Adventures in babysitting coding agents
The ever-provocative Steve Yegge joins us fresh off a vibe coding bender so productive, he wrote a book on the topic alongside award-winning author Gene Kim. Steve tells us why he believes the IDE is dead, why babysitting AI agents is more fun than coding, when vibe coding might take over the enterprise, how software devs should approach coding agents, and what it all means for society.

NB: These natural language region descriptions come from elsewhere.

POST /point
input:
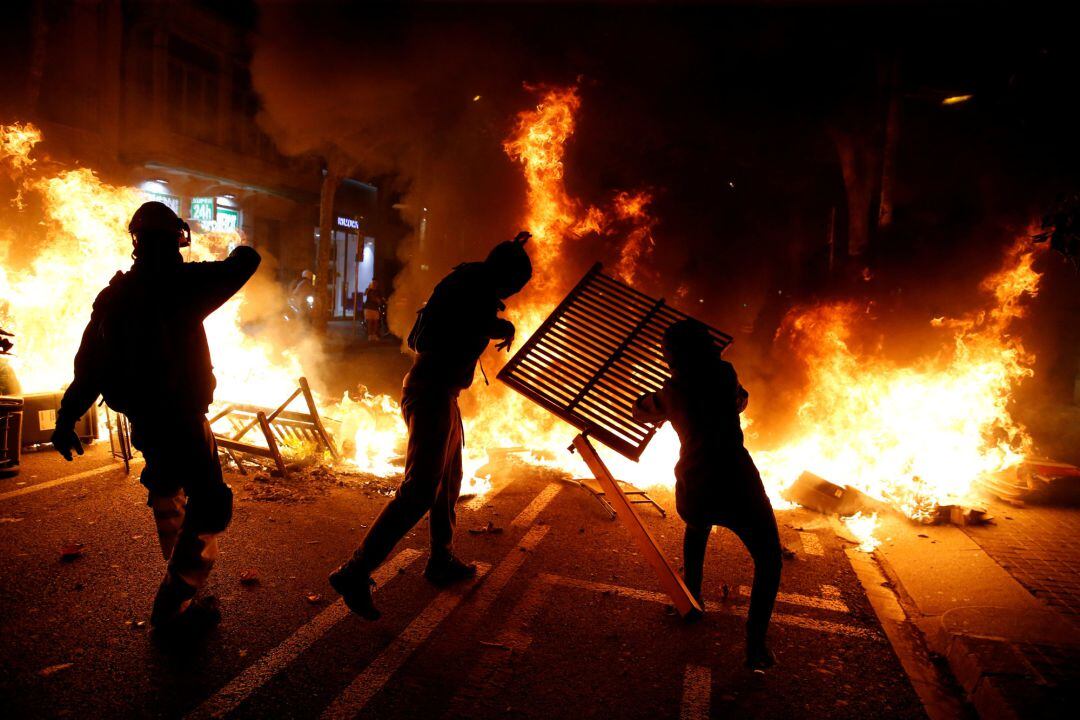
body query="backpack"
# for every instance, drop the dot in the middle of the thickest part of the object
(126, 329)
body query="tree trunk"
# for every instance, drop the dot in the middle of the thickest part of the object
(321, 313)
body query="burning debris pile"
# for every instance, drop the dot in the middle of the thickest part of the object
(914, 437)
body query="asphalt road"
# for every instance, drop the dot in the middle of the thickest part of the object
(567, 621)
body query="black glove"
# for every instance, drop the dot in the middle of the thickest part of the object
(507, 341)
(65, 439)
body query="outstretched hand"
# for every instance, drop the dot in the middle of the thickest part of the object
(65, 439)
(505, 342)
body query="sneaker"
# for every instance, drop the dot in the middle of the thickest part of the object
(759, 659)
(448, 571)
(199, 617)
(173, 598)
(355, 589)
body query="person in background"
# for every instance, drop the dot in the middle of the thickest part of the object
(9, 383)
(373, 310)
(449, 334)
(716, 479)
(145, 351)
(301, 296)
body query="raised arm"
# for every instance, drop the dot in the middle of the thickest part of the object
(210, 285)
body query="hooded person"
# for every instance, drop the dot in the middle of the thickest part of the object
(449, 334)
(145, 351)
(716, 481)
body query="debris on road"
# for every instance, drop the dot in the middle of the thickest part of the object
(53, 669)
(488, 529)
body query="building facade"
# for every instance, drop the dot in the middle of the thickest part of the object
(159, 96)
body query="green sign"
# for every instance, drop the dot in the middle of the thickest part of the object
(228, 219)
(202, 209)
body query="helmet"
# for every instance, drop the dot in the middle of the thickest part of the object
(158, 218)
(511, 265)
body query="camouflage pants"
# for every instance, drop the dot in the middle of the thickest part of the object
(190, 501)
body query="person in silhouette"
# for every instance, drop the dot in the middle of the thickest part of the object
(716, 479)
(449, 334)
(145, 351)
(373, 311)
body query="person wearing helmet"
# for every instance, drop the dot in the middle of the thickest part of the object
(716, 481)
(450, 333)
(145, 351)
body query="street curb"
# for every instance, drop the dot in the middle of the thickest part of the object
(987, 649)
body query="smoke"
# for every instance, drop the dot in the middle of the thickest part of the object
(416, 105)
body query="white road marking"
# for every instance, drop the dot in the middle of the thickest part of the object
(244, 684)
(697, 693)
(488, 673)
(779, 617)
(526, 517)
(811, 544)
(375, 676)
(64, 480)
(490, 588)
(367, 683)
(824, 602)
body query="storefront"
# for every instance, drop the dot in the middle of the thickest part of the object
(352, 253)
(352, 257)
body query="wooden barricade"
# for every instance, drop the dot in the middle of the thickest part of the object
(277, 426)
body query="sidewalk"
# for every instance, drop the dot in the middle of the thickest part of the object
(1013, 654)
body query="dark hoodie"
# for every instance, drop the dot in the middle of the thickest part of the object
(145, 348)
(462, 315)
(715, 474)
(455, 327)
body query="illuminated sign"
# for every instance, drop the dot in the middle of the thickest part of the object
(172, 201)
(227, 219)
(202, 209)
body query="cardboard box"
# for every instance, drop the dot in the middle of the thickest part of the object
(39, 419)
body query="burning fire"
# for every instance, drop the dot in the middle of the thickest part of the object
(913, 435)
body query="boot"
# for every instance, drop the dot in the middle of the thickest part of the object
(448, 570)
(759, 657)
(355, 589)
(173, 598)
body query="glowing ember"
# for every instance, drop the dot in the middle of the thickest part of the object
(913, 435)
(16, 141)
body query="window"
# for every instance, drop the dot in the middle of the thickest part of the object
(192, 91)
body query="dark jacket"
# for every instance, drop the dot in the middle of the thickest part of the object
(145, 349)
(455, 327)
(715, 475)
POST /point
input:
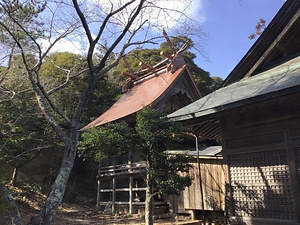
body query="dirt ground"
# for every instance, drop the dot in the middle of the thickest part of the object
(75, 214)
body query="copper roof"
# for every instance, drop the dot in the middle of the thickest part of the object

Matched from the episode's transcript 👇
Steve Yegge: Well, so I have just started to play with Claude 4, which has been out for a week, but I’m a little behind, because of the book and everything… So what I wanted to do is extrapolate from Claude 3.7’s performance and Claude 4’s performance, and see if I could make any right projections about where I think it’s going to be by the end of the year… Because I have a bunch of – here’s the thing, is I have a bunch of tests that I can give it. Obviously, they’re not like comprehensive eval suites like a company would run, but I’ve been struggling with a set of problems that Claude Sonnet 3.7, which is the best coder out there, hasn’t been able to get past. Real simple stuff like client-server RPCs just really seem to confuse it. Or anytime you’re going over some sort of network boundary and you’re trying to make it make changes on the client and the server, it was just outside of its sort of cognitive bounds. And you could always see it. You could try different prompting. It went on for weeks, and I just found that I had – I had a problem that was slightly too big for it. And I have probably seven of these now, and I’ve been giving them to Claude 4. I gave my first one last night, and it just – bang, it just did it. It’s like “Hmm… Okay.” So it’s a definite, definite increase. I don’t know how much, if it’s 20% or 100% yet… But what I can tell you is that the way they’re increasing, and from experts like Jason Clinton, who’s CSO at Anthropic… He told us in April at the ITRev Forum that AI has been getting 4X increases in cognitive power for decades. That’s been following – it’s a function of Moore’s law. And the experts, the consensus in the AI community is that there are probably – there are at least two more cycles left in that progression before something changes. It either slows down, or AI finds a way to speed it up. But either way, it’s going to be 16 times smarter than it is today, in June/mid-2028. And what does that even mean? What does it mean for it to be 16 times smarter? Does that mean it goes from 10 IQ to 160 IQ? I mean, I don’t I don’t know what it means, but it definitely means they’re going to be smarter than us. And so, I got a chance to meet Dario… Did I tell you guys about that?